Ada banyak hal yang menjadi perhatian dunia terkait dengan masalah anak. Kehidupan sosial di masyarakat seolah belum menjadi tempat yang ramah bagi mereka. Bahkan, keluarga sebagai lingkungan pertama bagi mereka juga berpotensi menjadikan anak sebagai korban kekerasan dalam rumah tangga. Faktor ekonomi sering dituding sebagai biang keladi terjadinya kekerasan dalam rumah tangga. Anak ialah pihak yang sangat lemah sehingga mereka rentan diposisikan sebagai korban amarah orangtua.

Sekolah sebagai benteng

Sekolah sebagai lingkungan sekunder dalam proses sosialisasi anak diharapkan mampu menjadi tempat yang memberikan kebahagiaan dan kenyamanan bagi mereka. Sekolah seharusnya menjadi tempat berlangsungnya proses pendidikan yang ramah anak. Di sekolah, anak harus bebas dari tindakan kekerasan, dan mampu menjadikan mereka sebagai individu yang otonom dan mandiri.

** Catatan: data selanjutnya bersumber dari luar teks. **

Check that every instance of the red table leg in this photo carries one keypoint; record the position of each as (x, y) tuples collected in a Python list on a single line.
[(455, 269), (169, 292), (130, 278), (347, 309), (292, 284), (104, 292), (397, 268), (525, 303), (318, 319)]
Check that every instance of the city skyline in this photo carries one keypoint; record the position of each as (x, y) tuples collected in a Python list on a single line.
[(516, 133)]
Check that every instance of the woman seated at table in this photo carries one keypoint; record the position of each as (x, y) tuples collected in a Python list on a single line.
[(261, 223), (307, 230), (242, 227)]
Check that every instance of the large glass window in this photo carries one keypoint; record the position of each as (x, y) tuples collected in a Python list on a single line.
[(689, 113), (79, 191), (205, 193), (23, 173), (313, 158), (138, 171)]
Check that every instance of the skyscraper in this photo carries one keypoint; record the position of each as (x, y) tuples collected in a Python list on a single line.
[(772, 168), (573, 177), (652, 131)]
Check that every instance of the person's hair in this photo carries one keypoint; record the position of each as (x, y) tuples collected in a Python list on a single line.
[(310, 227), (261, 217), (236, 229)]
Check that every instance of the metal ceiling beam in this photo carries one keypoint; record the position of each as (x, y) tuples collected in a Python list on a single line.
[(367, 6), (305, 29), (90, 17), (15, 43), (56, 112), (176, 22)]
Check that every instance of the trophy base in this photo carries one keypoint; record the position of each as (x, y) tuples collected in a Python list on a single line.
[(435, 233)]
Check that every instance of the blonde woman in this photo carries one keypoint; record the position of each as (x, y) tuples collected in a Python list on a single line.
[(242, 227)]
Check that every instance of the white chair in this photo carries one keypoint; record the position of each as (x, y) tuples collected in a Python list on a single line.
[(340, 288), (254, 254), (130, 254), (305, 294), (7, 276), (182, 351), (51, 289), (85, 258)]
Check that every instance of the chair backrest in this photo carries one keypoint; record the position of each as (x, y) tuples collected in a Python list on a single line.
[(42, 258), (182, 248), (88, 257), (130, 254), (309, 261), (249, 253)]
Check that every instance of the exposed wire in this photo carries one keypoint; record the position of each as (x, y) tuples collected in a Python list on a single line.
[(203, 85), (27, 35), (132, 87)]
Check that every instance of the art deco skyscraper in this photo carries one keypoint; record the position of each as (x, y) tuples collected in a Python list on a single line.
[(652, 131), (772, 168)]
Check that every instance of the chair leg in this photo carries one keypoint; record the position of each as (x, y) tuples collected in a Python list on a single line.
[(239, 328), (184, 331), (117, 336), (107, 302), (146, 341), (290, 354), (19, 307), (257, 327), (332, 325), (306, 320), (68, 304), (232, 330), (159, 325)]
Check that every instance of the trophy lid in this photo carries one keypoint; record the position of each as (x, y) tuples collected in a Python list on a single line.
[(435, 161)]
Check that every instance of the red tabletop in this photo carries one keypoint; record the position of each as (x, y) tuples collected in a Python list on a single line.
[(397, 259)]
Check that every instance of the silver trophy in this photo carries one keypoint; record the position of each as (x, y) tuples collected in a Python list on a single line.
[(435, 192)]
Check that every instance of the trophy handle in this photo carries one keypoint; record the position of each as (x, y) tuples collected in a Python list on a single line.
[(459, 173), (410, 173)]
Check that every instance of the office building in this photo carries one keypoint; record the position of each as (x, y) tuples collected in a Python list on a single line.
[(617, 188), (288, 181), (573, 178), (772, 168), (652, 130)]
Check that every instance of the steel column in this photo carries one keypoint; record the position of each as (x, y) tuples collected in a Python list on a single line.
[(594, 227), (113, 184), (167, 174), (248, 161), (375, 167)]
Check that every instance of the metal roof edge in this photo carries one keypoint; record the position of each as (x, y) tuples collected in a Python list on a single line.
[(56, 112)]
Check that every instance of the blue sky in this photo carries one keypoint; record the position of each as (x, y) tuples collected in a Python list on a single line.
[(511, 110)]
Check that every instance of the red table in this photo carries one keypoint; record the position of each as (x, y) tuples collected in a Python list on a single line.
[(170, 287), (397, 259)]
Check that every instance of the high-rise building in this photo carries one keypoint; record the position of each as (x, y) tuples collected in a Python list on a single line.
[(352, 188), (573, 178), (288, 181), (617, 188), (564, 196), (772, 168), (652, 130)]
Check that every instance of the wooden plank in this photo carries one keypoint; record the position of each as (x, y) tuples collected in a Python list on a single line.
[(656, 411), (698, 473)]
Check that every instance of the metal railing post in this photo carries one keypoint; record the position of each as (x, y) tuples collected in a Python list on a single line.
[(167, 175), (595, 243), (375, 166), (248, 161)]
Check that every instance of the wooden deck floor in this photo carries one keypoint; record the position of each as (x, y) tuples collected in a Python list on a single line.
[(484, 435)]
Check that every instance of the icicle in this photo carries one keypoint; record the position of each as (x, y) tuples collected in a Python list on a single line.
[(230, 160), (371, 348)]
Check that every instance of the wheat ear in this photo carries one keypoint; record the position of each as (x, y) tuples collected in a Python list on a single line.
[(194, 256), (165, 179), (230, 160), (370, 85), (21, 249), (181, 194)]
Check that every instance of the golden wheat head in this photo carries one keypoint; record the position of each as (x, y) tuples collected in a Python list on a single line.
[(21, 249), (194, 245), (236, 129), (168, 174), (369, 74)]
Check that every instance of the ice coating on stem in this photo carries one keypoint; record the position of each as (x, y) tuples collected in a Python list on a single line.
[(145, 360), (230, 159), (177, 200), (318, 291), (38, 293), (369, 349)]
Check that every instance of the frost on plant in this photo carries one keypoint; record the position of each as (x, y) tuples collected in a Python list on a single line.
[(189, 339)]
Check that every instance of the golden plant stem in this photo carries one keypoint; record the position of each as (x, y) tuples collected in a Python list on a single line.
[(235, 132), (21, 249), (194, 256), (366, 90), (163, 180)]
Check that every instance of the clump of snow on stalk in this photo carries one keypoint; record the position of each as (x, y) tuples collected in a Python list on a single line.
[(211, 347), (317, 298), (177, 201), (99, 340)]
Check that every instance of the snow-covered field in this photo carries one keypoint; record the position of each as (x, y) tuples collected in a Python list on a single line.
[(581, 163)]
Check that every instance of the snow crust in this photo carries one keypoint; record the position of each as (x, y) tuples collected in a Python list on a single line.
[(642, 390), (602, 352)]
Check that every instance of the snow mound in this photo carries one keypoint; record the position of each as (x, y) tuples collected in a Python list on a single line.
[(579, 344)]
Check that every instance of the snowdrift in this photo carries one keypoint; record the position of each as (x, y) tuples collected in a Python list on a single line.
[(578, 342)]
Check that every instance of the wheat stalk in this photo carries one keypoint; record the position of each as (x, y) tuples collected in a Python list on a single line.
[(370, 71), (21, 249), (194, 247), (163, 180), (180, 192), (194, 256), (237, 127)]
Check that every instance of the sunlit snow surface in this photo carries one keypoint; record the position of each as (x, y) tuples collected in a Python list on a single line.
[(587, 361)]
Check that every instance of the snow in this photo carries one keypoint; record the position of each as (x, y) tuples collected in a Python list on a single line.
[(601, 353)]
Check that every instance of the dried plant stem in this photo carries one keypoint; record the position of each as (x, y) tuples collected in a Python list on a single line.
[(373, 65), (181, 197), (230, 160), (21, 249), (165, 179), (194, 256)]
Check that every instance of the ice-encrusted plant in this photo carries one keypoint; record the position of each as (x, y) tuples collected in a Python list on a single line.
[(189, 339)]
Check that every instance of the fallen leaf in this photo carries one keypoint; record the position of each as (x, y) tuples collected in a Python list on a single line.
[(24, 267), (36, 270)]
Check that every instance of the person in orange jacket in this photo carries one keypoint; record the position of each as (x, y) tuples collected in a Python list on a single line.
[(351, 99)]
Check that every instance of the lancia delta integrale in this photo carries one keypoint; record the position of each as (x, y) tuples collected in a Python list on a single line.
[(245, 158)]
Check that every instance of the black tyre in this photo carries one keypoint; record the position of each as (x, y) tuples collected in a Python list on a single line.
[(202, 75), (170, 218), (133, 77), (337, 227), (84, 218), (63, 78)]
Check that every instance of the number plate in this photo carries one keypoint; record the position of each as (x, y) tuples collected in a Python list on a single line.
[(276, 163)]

Pada awal 2015, Mendikbud Anies Baswedan pernah mencanangkan program Sahabat Kemendikbud. Dengan meluncurkan program ini, Mendikbud ingin mengurangi berbagai risiko kecelakaan yang dihadapi setiap pelajar ketika menuntut ilmu, dengan mengajak warga masyarakat memberikan laporan ketika menemui hal-hal yang membahayakan. Untuk memfasilitasi ini, Kemendikbud pun membuka situs pelaporan bernama http://sahabat.kemdikbud.go.id./.

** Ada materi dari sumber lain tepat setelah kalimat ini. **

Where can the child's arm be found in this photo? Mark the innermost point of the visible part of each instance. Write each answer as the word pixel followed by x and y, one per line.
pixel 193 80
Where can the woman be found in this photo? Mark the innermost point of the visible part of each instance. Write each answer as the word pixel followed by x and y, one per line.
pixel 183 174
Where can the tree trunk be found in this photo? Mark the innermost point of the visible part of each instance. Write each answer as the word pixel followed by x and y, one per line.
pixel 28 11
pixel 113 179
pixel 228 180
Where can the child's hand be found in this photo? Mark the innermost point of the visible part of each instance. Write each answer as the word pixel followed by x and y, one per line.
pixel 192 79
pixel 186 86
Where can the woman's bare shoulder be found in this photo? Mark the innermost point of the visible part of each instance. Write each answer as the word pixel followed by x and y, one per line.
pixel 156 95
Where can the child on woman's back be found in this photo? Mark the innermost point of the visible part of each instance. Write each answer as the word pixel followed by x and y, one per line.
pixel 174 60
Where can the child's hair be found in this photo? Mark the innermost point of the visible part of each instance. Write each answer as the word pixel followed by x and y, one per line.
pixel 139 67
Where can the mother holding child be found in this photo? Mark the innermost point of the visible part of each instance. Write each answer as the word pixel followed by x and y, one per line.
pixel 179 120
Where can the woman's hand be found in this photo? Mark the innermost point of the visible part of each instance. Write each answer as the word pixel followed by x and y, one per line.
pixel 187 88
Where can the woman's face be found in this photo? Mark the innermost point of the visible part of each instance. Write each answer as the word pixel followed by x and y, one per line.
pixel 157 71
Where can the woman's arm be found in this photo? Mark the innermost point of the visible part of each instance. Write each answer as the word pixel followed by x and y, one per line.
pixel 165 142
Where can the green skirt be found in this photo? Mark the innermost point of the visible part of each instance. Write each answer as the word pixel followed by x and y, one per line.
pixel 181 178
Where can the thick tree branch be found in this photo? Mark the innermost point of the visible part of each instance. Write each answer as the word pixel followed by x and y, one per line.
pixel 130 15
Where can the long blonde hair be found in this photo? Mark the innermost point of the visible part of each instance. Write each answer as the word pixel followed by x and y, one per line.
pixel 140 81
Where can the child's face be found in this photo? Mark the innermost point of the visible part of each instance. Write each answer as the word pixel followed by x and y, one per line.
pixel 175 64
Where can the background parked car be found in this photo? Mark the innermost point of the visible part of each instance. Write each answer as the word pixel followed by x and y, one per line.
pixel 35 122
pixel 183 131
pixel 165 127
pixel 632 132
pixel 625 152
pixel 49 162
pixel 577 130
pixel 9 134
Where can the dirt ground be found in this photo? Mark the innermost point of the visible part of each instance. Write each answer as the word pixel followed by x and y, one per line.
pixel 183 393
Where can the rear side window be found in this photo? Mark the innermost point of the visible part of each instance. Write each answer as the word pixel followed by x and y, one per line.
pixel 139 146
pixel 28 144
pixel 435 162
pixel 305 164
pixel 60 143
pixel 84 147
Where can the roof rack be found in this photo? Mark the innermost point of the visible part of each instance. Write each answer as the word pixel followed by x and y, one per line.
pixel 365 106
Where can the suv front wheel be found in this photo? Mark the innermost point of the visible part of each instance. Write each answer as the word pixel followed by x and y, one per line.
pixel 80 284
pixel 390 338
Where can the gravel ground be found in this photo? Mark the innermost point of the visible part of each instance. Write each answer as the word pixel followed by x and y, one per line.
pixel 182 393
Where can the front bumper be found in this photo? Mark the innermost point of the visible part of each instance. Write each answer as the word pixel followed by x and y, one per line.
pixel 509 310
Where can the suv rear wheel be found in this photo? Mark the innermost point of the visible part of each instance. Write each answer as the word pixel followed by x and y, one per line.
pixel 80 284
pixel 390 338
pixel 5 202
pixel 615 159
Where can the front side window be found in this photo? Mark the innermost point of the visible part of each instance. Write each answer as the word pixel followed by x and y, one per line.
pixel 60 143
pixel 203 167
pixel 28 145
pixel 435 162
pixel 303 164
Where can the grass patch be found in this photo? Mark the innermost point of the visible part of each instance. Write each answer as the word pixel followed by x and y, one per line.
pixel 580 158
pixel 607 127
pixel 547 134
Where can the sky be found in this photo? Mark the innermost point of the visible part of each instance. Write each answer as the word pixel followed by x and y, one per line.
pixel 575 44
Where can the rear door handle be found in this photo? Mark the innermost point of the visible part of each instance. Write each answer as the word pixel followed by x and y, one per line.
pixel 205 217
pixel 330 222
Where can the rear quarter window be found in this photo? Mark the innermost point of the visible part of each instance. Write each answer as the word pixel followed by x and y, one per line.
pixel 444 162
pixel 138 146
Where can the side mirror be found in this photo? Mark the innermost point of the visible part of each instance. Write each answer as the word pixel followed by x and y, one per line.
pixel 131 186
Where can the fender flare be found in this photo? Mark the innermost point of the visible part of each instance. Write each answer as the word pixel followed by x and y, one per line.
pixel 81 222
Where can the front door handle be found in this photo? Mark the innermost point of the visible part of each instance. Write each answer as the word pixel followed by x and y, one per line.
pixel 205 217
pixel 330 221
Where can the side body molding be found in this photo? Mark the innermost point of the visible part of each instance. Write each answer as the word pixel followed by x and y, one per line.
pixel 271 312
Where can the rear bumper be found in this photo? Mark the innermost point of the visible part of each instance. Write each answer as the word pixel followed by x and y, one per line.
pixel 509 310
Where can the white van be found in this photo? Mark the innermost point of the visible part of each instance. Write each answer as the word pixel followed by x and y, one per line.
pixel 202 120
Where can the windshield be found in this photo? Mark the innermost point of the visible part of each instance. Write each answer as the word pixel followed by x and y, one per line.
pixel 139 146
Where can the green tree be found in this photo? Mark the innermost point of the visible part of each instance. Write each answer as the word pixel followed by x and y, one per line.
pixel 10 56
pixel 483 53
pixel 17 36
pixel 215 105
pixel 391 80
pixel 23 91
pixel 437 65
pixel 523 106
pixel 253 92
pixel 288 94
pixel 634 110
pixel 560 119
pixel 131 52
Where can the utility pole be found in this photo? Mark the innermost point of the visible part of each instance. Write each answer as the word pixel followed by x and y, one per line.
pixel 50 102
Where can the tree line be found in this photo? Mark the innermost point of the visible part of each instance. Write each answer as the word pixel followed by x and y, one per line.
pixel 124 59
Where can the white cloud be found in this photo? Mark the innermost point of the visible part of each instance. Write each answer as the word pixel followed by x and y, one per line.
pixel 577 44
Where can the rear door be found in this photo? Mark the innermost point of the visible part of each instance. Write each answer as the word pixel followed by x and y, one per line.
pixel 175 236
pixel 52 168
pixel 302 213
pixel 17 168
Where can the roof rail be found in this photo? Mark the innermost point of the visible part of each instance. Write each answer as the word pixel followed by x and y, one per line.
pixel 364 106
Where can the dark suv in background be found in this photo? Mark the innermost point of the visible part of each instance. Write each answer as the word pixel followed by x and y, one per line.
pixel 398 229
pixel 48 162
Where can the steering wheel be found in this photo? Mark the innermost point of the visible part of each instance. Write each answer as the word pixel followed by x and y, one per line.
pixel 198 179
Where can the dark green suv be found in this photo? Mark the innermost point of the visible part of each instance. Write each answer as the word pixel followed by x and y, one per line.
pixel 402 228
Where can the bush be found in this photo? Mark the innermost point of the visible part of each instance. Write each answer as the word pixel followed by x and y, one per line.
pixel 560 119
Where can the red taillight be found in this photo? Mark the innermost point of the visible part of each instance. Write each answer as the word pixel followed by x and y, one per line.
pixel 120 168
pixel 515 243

Beberapa waktu kemudian, bertepatan dengan Hari Ibu 2015, Kemendikbud di bawah kendali Anies Baswedan meluncurkan laman Sahabat Keluarga, dengan alamat http://sahabatkeluarga.kemdikbud.go.id./. Laman tersebut berisi dongeng, lagu wajib, lagu daerah, profil keluarga hebat, dan profil sekolah-sekolah inspiratif. Selain itu, laman tersebut juga menyediakan forum diskusi bagi masyarakat untuk berdiskusi mengenai problem pendidikan anak dalam keluarga.

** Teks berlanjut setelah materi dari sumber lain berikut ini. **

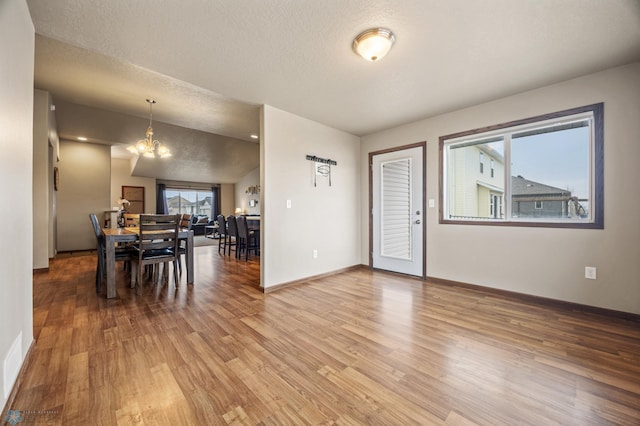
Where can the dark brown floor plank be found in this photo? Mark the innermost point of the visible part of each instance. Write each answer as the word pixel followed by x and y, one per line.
pixel 361 347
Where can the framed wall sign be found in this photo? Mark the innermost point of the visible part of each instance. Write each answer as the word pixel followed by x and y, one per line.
pixel 56 178
pixel 135 196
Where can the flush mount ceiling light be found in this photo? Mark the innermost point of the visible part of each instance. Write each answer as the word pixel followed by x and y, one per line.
pixel 149 147
pixel 374 43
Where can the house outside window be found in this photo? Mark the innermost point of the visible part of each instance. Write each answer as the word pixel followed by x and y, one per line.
pixel 544 171
pixel 188 201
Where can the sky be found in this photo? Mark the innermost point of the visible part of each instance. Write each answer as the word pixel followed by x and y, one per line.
pixel 559 159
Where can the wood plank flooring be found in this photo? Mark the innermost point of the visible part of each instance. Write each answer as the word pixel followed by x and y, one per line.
pixel 357 348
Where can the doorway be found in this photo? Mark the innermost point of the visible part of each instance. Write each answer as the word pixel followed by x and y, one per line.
pixel 397 232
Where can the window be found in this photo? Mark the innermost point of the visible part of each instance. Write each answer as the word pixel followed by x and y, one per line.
pixel 544 171
pixel 190 201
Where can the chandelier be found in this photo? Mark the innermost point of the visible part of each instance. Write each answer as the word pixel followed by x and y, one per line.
pixel 149 147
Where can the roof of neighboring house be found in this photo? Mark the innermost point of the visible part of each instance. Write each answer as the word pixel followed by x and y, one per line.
pixel 178 199
pixel 206 201
pixel 523 187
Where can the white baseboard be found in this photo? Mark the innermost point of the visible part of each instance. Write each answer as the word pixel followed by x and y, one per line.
pixel 11 365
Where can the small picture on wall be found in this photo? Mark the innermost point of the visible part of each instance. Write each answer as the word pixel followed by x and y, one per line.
pixel 56 178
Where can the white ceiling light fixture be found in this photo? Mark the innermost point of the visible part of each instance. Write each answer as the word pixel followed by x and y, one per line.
pixel 149 147
pixel 374 43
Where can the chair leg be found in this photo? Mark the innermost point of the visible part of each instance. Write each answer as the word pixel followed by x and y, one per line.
pixel 175 273
pixel 133 274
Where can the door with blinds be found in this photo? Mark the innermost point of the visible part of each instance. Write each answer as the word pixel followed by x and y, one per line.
pixel 397 211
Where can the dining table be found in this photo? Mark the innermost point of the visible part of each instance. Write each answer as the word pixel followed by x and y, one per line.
pixel 113 236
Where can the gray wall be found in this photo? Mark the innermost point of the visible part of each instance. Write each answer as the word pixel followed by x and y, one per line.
pixel 85 187
pixel 546 262
pixel 324 218
pixel 45 143
pixel 17 38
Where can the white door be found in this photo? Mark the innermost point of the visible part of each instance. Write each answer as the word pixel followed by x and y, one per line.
pixel 397 211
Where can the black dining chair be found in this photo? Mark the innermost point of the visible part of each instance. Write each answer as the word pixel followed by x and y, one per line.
pixel 246 239
pixel 122 253
pixel 232 234
pixel 222 232
pixel 157 243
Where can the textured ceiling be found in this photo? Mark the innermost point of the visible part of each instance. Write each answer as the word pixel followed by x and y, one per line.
pixel 210 64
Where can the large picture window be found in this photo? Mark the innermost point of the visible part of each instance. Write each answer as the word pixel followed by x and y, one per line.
pixel 544 171
pixel 190 201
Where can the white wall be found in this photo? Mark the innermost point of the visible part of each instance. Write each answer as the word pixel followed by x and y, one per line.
pixel 42 177
pixel 16 167
pixel 85 187
pixel 227 199
pixel 242 198
pixel 121 175
pixel 546 262
pixel 323 218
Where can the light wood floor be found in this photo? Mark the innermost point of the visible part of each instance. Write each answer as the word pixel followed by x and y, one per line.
pixel 357 348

Kemudian pada akhir Januari 2016, Kemendikbud kembali membuat gebrakan positif dengan meluncurkan Program Sekolah Aman. Program ini diikuti dengan peluncuran laman http://sekolahaman.kemdikbud.go.id./. Melalui program sekolah aman, Mendikbud berusaha mewujudkan suasana sekolah yang aman, bebas dari tindak kekerasan, pelecehan, perpeloncoan, atau berbagai bentuk kekerasan lain yang terjadi di sekolah.

Kebijakan Mendikbud Anies Baswedan cenderung memaknai pencegahan kekerasan terhadap anak secara fisik semata. Padahal, kita tidak dapat menghindarkan diri dari fakta bahwa dalam kenyataannya anak juga menjadi korban ‘keke­rasan nonfisik’. Contoh sederhana, anak bodoh dipandang sebagai aib. Alih-alih menjadikan si anak menjadi anak genius, banyak orangtua memaksanya mengikuti les ini dan itu setiap hari tanpa memedulikan kebutuhan, keinginan, serta kapasitas anak. Ini ialah bentuk keegoisan orangtua (Martono, 2015).

‘Pemaksaan’ ini tidak hanya dilakukan keluarga. Secara tidak langsung, negara juga melakukan hal yang sama. Negara menggunakan kurikulum sekolah untuk mewujudkan ambisinya terhadap anak. Kurikulum tidak dirancang dengan memperhatikan kemampuan, keberagaman kondisi sosial, dan kebutuhan anak.

Anak usia SD kelas 1 dipaksa mempelajari banyak mata pelajaran. Jumlah mata pelajaran berbanding lurus dengan beban buku pelajaran yang harus mereka bawa dan baca. Akibatnya, hampir setiap hari mereka harus ‘memanggul’ tas sekolah yang penuh dengan buku-buku pelajaran.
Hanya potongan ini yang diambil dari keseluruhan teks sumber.